On the medical front, much of the hope today centers around something called islet transplantation.
"The big problem is that there aren't enough islets to go around," Schmidt said. "In any given year, there may in the U.S. be 5,000 donor pancreases up for grabs. Of that 5,000, some are for straight pancreatic transplants. To get enough islet cells for a transplant, you need two pancreases for every diabetes patient. It doesn't add up." That's where the stem cells come in. "Scientists believe that through embryonic stem cells, they will be able to grow an endless supply of islets," Schmidt said.
No one can say for certain where Bush will come down. Will the federal government do its part? Or will this vital research be left to private efforts, foreign countries and profit-seeking corporations? A decision is expected this month.
And the politics are difficult to read.
Some staunch abortion foes, like Republican Sen. Orrin Hatch, have come out in favor of stem-cell research, saying its promise is too great to ignore.
White House political chief Karl Rove is leading the opposition. And while Catholic Church leaders are adamantly opposed to stem-cell research, a majority of Catholics tell pollsters they support the idea.
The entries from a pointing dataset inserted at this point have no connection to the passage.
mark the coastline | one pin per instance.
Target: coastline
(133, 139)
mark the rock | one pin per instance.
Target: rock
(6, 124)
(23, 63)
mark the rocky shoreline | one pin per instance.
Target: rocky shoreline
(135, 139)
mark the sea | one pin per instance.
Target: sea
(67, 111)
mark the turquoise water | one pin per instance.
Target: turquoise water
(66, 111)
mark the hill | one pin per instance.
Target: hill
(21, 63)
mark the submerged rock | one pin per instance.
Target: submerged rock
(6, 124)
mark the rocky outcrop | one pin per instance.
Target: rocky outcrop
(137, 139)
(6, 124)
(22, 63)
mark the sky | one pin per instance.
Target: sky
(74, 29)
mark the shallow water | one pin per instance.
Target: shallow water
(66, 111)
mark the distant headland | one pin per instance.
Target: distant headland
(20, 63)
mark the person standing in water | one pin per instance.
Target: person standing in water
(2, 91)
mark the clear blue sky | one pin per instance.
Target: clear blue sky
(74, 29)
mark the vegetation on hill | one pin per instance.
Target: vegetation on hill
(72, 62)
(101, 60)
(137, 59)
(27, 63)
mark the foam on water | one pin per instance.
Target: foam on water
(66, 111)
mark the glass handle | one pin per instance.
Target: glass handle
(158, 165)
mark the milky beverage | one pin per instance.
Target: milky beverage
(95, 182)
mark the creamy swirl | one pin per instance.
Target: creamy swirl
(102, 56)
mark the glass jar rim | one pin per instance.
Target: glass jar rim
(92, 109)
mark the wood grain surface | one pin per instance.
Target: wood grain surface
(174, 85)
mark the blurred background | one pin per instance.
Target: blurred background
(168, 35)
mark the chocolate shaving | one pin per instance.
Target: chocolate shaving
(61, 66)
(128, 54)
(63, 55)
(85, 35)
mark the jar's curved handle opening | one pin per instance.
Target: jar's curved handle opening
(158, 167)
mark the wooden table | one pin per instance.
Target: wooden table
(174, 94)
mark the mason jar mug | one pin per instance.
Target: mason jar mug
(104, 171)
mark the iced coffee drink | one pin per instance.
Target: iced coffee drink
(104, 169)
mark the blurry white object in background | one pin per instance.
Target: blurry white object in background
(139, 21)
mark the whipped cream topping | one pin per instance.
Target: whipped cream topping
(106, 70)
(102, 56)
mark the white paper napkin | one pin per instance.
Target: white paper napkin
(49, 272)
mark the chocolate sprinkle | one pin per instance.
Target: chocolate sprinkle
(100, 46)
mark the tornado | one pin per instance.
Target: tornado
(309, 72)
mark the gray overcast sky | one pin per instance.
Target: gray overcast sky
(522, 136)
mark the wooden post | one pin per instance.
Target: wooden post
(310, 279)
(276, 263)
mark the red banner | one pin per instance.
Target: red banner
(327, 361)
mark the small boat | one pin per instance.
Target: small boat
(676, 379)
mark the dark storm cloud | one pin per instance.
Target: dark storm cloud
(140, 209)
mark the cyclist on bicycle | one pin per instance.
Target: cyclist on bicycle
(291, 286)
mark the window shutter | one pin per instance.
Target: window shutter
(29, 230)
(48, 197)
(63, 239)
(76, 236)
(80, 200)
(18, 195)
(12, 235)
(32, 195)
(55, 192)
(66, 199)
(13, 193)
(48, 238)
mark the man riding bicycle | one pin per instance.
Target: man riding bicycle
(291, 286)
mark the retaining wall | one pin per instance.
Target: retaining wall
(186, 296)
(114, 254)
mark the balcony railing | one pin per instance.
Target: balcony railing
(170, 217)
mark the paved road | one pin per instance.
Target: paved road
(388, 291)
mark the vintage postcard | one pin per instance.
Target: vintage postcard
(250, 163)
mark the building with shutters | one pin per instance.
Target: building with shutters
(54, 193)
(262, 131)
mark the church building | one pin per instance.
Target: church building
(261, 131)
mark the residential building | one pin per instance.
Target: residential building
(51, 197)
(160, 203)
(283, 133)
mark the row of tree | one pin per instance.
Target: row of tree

"You think of the tremendous opportunity to improve the quality of life of tens of millions of people who have life-threatening diseases," Wendy Schmidt said yesterday. "It is ludicrous to shut down such a promising avenue." What her son doesn't understand, she said, is "'How can the president essentially be killing me? Because he's worried about the Catholic vote, I'm gonna die?' "I pray that Mr. Bush's own children or grandchildren are never diagnosed with this disease. If they were, you can bet he'd be singing a very different tune."